I spy, with my little eye …

… something beginning with ‘k”. Ketchup? No, it’s known as tomato sauce in my part of the world. Not kangaroo either; that said, I’ve eaten it willingly enough in restaurants or Aboriginal communities, but we haven’t cooked any at home. No, ‘k’ is for ‘kitchen’, specifically, our kitchen; and that is the subject of this post.

Each Tuesday of the year, our preferred newspaper, The Age includes a liftout section devoted to food and beverages, under the banner Good Food. Most of the content is built around well-traversed subjects: restaurants, recipes, food producers, wine, bars, cafes, food ethics, kitchen equipment, chefs, cookbooks and so on.

Our interest in the content varies from week to week, but there are two items that we enjoy consistently. One, known as Brain Food, provides witty and informative responses to questions from readers about ingredients and cooking methods. You know the type: Where do I go to buy this obscure ingredient in a recipe I want to try? Why do recipes specify unsalted butter? What is the benefit of resting a steak?

The other is called Kitchen Spy and is a whole page about the domestic kitchen and cooking and eating habits of a specific person. Usually that person is involved in the food industry in some way; sometimes it is a ‘personality’ from another sphere. On the whole, it is a good read and, often enough, we find it educative or thought-provoking.

So, given that cooking is a central pillar of how Maggie and I have constructed our shared life, I thought it might be fun to imagine what Kitchen Spy would look like if our kitchen was the one featured. Here is how it unfolds:

The Staples

Our pantry
Cobram Estate olive oil, Murray River pink salt flakes, Campbell’s salt-reduced stocks and five different vinegars, including the one that we infuse with cumquat and spices ourselves. Several different pastas and rices, flour for pasta and baking, and homemade muesli (toasted and raw). Numerous spices, both seeds and ground, dried oregano, saffron brought home from Dubai and the spice mixes we prepare ourselves – berbere, baharat and an Indian-style mix for fish curry. There is always plenty of garlic – Maggie gets edgy otherwise – and, at present, our home-grown kipfler potatoes. There’s a ‘k’!

Kitchen spy 2

Our fridge
Two fridges actually. The one in our garage is used to store raw nuts and oily seeds, frozen meats, frozen soups – some for our 11-month old grand-daughter Iris – and sauces, a little bit of wine, any overflow of fruit and vegetables from the kitchen fridge, and numerous jars of homemade goodies – green tomato pickle, red tomato relish, pear and ginger chutney, spicy peach and apple relish, orange marmalade, preserved lemons, limoncello, dark berry jam, fig and ginger jam, pickled cherries. We also use this fridge to thaw meat out slowly – it is opened less often, so its temperature is more constant.

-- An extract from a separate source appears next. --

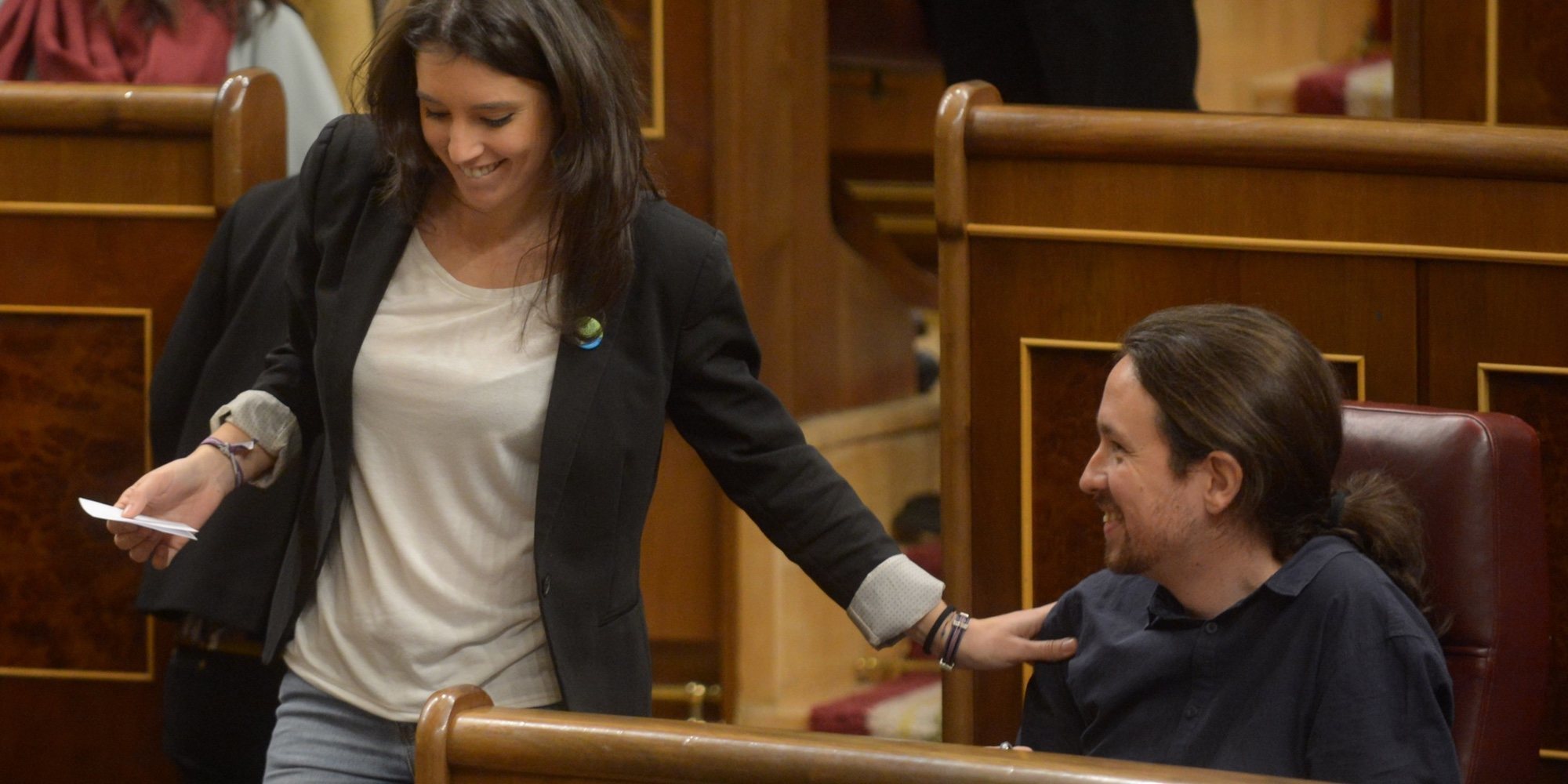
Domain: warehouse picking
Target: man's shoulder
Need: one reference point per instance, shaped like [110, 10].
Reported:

The main fridge has a wide range of fresh fruit and vegetables, meat ready to cook, numerous condiments including mustards brought home from Dijon, Norganic Golden Soya Mayonnaise, Jalna yoghurt to have with my muesli, light sour cream, homemade breadcrumbs, Irrewarra sour dough for toasting, Western Star unsalted butter, South Gippsland free-range eggs, Santa Vittoria mineral water and minced horseradish – one of Maggie’s lifelong pleasures.


Palate memories – from travels, eating out in Melbourne and our childhoods. We were both fortunate to have parents who could afford to buy premium ingredients and to have mothers who knew how to use them. Recipes written by chefs and cooks; My Umbrian Kitchen by Patrizia Simone has been by far the strongest source in recent years. And food producers and retailers – we have many conversations about food with our suppliers.

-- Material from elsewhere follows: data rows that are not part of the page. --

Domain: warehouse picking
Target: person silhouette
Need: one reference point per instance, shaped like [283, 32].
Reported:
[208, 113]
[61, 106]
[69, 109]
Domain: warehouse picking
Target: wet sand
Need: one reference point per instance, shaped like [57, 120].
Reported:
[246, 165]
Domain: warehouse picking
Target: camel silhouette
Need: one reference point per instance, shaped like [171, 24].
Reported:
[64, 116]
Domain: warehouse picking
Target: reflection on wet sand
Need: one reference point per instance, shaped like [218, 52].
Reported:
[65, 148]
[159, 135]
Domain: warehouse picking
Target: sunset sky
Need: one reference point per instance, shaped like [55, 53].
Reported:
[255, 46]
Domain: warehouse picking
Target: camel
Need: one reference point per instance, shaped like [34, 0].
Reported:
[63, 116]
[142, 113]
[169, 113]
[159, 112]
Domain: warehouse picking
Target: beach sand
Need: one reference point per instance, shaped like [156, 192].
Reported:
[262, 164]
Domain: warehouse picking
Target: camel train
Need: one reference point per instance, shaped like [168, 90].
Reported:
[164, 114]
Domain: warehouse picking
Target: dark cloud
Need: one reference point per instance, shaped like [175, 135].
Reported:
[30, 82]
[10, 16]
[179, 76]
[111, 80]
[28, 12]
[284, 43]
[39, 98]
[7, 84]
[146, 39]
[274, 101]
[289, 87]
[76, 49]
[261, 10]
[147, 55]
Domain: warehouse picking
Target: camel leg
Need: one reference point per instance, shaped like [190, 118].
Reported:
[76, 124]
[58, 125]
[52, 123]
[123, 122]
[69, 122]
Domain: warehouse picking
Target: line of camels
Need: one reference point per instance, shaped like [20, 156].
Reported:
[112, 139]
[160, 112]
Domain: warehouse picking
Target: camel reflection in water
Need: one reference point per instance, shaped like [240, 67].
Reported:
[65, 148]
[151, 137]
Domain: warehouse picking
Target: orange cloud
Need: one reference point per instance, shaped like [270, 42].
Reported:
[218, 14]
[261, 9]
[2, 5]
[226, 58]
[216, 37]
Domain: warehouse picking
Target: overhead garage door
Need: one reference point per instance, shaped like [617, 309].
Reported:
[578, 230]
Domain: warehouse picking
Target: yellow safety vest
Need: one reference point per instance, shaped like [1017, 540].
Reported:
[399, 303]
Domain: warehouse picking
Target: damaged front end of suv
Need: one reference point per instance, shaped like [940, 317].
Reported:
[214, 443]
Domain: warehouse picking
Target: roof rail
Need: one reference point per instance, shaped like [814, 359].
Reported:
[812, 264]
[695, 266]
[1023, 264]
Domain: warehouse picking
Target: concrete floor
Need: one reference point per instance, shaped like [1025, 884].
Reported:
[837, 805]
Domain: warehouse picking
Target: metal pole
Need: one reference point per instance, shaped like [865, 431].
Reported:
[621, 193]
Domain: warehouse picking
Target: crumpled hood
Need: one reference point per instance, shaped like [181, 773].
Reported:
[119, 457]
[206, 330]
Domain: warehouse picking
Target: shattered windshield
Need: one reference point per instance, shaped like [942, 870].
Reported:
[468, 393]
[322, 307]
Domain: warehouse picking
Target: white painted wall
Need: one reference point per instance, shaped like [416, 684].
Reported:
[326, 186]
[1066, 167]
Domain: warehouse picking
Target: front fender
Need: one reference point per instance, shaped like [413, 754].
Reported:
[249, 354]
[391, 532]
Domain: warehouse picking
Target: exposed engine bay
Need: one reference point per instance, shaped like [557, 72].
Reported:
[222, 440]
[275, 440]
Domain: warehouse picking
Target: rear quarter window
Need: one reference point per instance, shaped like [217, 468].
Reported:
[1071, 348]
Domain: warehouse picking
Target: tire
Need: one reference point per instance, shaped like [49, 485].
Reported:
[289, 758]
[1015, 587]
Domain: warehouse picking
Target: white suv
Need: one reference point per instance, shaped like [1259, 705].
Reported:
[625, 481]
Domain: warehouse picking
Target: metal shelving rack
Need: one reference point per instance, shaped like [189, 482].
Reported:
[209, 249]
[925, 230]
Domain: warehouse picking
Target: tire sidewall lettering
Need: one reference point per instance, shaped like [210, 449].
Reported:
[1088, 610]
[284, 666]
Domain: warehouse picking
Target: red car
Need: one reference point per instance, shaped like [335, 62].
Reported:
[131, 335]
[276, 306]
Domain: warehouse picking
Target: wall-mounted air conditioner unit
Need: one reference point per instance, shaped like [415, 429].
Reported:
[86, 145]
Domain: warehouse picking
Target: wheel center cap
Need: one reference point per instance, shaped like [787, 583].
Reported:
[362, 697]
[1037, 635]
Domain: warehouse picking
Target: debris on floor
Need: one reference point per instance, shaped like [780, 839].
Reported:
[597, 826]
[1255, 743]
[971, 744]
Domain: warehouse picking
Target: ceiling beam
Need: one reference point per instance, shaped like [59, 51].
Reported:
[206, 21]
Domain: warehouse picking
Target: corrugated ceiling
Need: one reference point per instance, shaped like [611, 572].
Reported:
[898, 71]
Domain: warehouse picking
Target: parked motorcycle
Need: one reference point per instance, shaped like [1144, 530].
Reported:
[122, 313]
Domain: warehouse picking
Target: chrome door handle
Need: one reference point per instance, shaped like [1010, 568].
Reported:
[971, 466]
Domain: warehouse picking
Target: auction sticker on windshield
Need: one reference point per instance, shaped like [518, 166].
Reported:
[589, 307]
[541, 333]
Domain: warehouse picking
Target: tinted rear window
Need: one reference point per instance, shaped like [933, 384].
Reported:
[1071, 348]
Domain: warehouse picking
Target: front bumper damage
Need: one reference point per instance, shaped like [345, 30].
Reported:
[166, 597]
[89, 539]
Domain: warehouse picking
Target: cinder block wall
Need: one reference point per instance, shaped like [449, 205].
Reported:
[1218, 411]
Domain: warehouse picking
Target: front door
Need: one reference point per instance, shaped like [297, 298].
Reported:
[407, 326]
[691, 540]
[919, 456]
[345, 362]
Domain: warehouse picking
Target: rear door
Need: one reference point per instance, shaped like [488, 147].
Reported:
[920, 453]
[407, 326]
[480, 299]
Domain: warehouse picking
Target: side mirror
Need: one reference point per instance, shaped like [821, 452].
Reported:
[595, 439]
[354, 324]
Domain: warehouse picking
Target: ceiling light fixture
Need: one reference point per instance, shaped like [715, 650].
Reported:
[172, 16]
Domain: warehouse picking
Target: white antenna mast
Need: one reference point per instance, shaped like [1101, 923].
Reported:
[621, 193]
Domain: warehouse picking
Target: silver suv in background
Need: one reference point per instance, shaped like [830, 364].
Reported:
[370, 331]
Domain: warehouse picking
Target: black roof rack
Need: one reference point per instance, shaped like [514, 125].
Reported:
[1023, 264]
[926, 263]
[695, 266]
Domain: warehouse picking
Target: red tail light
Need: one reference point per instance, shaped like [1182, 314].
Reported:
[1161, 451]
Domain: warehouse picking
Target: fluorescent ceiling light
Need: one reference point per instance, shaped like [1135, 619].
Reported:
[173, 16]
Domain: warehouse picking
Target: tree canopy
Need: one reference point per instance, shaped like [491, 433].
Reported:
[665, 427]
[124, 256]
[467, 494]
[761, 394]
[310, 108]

Look at all the tags on recipes we have used!

Look at all the tags on recipes we have used!

Most memorable meal

Hands down, it was our lunch at Hotel de Centre in Meursault, south of Beaune in Burgundy. I have written a post about this, so I won’t repeat it. Suffice to say that it kick-started three giddy days of dining, wining and falling in love with Cote d’Or.

Secret vice

Well, it’s not wine. But only because that is no secret! No, it’s a combo of mid-evening crumpets with Vegemite in the cooler months and Arnott’s Savoy crackers all-year round.

We’re cooking …

The last meal we cooked at home was char-grilled spatchcock and peaches, accompanied by a rice salad made with arborio (risotto) rice. This will be the main course for lunch on Christmas Day. We hadn’t made it since April, when the peach season ended, and we decided to have a practice run to tighten up the method. It was delicious! I will share the rice salad recipe after Christmas.

Our toolkit

An assortment of sharps, including a knife Maggie bought in Toledo, Spain in 2010; serrated Victorinox knives for fine slicing of onions, etc; and a mezzaluna, for chopping fresh herbs without overusing your wrist. The Sunbeam mixmaster is a reliable workhorse for my baking repertoire; two different types  of Sunbeam blenders do a lot of work too. We have a variety of Scanpans, two Le Creuset pots and a set of Baccarat stainless steel saucepans that I chose as my farewell gift from a workplace in 2000. As well as a colander, we have four stainless steel sieves – they all come in handy and Maggie never misses an opportunity to remind me that she insisted on having the two smaller ones. And then there is our Weber Q, which has enabled us to take our outdoor cooking to a remarkable level.

We’re drinking …

We begin each day with black tea made in a pot with leaves – a blend of Irish Breakfast and whatever it is that Lan Choo puts in its packet. Just before Maggie leaves for work (Monday to Wednesday) or we begin our day’s program, we have some freshly-squeezed orange juice, followed by a Nespresso short black. We like wine but we have to buy at lowish price points – well, something has to give! At the beginning of our seventh decades, we rarely drink any of the full-bodied South Australian reds that set our generation apart from that of my son, Julian, who is a winemaker and pinot-phile. At home, our preferred varieties are Chardonnay, especially from Margaret River; Riesling, from the Eden and Clare Valleys; Rose, mainly from France; Prosecco for a festive occasion; and a grab-bag of medium-bodied blended reds.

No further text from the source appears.